Demonstration of spontaneous recovery at 24 hr. Twenty-six animals received three 45 min training sessions (TR1 and TR2 were administered on the same day 1 hr apart, followed by TR3, which was given the next day). One hour later, all animals then received three 45 min extinction sessions (E1 and E2 were administered on the same day 1 hr apart, followed by E3, which was given the next day). Animals were then divided randomly into two groups. All animals demonstrated spontaneous recovery at 24 hr whether or not they received a test for savings 2 hr after extinction training (ANOVA; F_{(25, 4)} = 30.0463; p < 0.0001). A, The first group (n = 14) received two tests for savings (TS1 and TS2): one at 2 hr after E3 and one at 24 hr after E3. Animals demonstrated memory for extinction training at 2 hr; TS1 was significantly different from both TR1 (p < 0.05) and TR3 (p < 0.01), thus not meeting the criteria for operant memory designation.
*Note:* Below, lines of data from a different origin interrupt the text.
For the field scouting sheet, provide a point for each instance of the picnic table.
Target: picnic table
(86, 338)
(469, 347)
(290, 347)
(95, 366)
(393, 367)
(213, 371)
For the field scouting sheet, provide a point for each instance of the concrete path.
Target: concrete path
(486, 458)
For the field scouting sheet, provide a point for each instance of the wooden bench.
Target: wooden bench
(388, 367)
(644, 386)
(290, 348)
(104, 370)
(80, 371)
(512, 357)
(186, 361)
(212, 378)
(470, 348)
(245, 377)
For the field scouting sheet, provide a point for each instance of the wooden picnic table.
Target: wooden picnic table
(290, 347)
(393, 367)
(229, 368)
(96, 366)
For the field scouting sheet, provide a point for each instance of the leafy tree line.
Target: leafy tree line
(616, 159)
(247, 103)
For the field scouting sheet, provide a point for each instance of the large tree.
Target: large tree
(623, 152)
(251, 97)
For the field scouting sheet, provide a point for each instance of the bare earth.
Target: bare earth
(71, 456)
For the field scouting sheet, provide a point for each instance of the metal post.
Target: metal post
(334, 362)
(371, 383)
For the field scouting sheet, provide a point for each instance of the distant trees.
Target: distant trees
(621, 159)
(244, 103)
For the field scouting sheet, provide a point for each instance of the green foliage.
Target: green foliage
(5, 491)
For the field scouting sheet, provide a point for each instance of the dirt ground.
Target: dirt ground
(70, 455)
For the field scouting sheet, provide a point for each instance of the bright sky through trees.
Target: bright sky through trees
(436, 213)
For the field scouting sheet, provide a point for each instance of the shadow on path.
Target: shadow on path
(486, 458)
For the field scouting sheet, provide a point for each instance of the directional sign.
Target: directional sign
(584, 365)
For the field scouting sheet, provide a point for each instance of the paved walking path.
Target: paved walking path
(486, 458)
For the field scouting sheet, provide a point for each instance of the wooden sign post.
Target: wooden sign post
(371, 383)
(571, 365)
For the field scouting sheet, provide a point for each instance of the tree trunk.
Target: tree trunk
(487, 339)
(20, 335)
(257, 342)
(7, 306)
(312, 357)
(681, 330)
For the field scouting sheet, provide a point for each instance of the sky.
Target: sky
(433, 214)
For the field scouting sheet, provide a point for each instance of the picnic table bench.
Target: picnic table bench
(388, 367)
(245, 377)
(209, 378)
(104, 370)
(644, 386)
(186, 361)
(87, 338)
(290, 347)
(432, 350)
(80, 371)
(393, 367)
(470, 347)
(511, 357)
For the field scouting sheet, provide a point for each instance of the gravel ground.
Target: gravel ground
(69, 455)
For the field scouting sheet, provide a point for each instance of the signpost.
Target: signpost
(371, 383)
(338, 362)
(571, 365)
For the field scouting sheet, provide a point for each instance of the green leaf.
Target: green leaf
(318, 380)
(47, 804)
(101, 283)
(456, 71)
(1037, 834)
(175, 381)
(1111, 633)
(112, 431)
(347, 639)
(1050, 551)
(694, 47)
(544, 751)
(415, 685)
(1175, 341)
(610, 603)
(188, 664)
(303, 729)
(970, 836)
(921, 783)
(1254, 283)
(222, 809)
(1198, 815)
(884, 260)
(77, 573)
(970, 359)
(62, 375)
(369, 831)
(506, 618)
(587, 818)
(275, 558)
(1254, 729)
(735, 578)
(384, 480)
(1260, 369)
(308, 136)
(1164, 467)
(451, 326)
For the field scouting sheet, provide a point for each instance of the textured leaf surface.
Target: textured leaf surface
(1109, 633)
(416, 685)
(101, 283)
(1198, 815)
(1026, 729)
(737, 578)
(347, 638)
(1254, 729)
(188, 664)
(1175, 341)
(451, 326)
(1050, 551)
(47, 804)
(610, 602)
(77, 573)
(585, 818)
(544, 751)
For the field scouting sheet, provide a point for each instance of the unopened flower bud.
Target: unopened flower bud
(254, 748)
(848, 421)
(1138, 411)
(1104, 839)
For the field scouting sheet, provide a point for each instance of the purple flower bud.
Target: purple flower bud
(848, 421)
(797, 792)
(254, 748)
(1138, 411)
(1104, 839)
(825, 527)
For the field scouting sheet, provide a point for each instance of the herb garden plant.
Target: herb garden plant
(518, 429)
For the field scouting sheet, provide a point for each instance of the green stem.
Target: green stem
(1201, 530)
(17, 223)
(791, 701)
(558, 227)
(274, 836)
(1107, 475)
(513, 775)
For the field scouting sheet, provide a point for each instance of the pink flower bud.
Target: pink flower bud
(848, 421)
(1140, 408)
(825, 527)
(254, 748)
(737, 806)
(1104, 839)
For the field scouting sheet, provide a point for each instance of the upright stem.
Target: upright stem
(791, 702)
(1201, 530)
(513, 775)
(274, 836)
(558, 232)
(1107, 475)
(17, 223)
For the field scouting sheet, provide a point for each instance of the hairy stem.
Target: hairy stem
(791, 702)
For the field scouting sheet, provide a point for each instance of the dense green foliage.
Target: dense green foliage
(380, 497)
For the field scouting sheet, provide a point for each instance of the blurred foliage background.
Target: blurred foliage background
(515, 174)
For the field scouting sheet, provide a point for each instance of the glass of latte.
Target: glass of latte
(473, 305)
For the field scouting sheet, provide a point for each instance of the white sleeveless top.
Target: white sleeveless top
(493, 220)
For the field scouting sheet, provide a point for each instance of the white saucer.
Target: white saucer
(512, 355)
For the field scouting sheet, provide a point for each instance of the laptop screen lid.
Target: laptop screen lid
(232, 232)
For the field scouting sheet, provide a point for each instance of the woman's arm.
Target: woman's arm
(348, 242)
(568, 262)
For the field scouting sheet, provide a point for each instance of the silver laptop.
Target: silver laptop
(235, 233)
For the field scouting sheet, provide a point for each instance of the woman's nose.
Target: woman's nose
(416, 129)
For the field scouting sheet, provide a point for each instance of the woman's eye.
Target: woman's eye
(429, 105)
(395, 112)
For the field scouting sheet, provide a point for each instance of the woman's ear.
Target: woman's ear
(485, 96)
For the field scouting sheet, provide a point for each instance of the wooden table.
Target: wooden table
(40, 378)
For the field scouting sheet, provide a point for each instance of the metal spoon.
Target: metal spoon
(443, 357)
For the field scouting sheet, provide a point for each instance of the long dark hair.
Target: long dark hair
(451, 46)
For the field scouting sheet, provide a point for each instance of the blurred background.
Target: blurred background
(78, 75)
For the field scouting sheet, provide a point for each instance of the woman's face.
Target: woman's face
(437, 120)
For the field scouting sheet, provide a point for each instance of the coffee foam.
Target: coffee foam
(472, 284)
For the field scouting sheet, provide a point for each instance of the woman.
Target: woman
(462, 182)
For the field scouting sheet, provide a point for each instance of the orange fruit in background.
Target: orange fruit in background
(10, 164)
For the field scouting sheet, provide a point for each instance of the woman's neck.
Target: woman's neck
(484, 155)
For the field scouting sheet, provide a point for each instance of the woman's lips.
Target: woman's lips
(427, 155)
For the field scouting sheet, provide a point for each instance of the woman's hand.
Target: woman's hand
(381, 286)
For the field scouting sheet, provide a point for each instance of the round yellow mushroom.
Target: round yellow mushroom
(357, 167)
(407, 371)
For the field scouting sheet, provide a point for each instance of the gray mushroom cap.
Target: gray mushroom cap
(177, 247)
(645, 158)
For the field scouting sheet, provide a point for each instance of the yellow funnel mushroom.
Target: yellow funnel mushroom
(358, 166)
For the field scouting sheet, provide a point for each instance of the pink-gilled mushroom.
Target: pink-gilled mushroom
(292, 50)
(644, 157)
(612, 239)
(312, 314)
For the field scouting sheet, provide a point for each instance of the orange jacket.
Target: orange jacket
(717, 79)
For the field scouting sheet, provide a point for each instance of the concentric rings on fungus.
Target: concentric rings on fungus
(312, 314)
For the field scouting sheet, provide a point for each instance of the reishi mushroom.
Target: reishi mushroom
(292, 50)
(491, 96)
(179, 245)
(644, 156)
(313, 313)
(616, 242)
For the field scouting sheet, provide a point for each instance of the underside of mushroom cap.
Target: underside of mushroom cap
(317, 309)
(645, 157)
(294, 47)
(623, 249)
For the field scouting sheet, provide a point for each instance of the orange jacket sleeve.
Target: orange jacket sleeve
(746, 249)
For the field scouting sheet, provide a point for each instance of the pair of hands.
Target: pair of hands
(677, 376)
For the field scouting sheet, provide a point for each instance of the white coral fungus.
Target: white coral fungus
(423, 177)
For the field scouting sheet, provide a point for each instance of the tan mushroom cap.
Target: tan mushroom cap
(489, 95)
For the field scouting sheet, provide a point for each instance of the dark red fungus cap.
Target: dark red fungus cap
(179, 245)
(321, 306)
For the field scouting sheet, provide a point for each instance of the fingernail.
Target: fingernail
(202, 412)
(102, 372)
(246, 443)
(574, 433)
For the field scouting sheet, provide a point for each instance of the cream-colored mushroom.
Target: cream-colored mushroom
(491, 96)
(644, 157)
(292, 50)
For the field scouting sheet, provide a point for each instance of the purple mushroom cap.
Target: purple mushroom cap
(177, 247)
At 24 hr, however, animals demonstrated spontaneous recovery for the memory for operant conditioning; TS2 was significantly lower than TR1 (p < 0.01) and not significantly different than TR3 (p>0.05). B, The second group (n = 12) received only one test for savings (TS1), 24 hr after E3. These animals demonstrated spontaneous recovery for the memory for operant conditioning; TS1 was significantly lower than TR1 (p < 0.01) and not significantly different than TR3 (p > 0.05).

Figure 6.

Submersion can extend the memory for extinction training. Forty-two animals received three 45 min operant conditioning sessions (TR1 and TR2 were administered on the same day 1 hr apart, followed by TR3 the next day). One hour later, animals received three 45 min extinction sessions (E1 and E2 were administered on the same day 1 hr apart, followed by E3 the next day). The animals were then divided into three groups (n = 14 each). A, The first group received two tests for savings (TS1 and TS2): one at 2 hr after E3 and one at 24 hr after E3. Memory for extinction training was demonstrated at TS1; TS1 was significantly different (p < 0.01) from both TR1 and TR3, thus not meeting the criteria for operant memory designation. Spontaneous recovery for the memory of operant conditioning was demonstrated at TS2; TS2 was significantly lower (p < 0.01) than TR1 and not significantly different (p > 0.05) from TR3, thus meeting the criteria for operant memory designation. B, The second group was immediately submerged after E3 and only taken out for the two tests for savings: one at 2 hr after E3 and one at 24 hr after E3. Memory for extinction training was demonstrated at both tests for savings; TS1 and TS2 were both significantly different (p < 0.01) from both TR1 and TR3, thus not meeting the criteria for operant memory designation. C, The third group was submerged immediately after E3 and only taken out for a test for savings at 24 hr after E3. These animals demonstrated memory for extinction training; TS was significantly different (p < 0.01) from both TR1 and TR3, thus not meeting the criteria for operant memory designation (ANOVA; F_{(41, 6)} = 36.8938; p < 0.0001).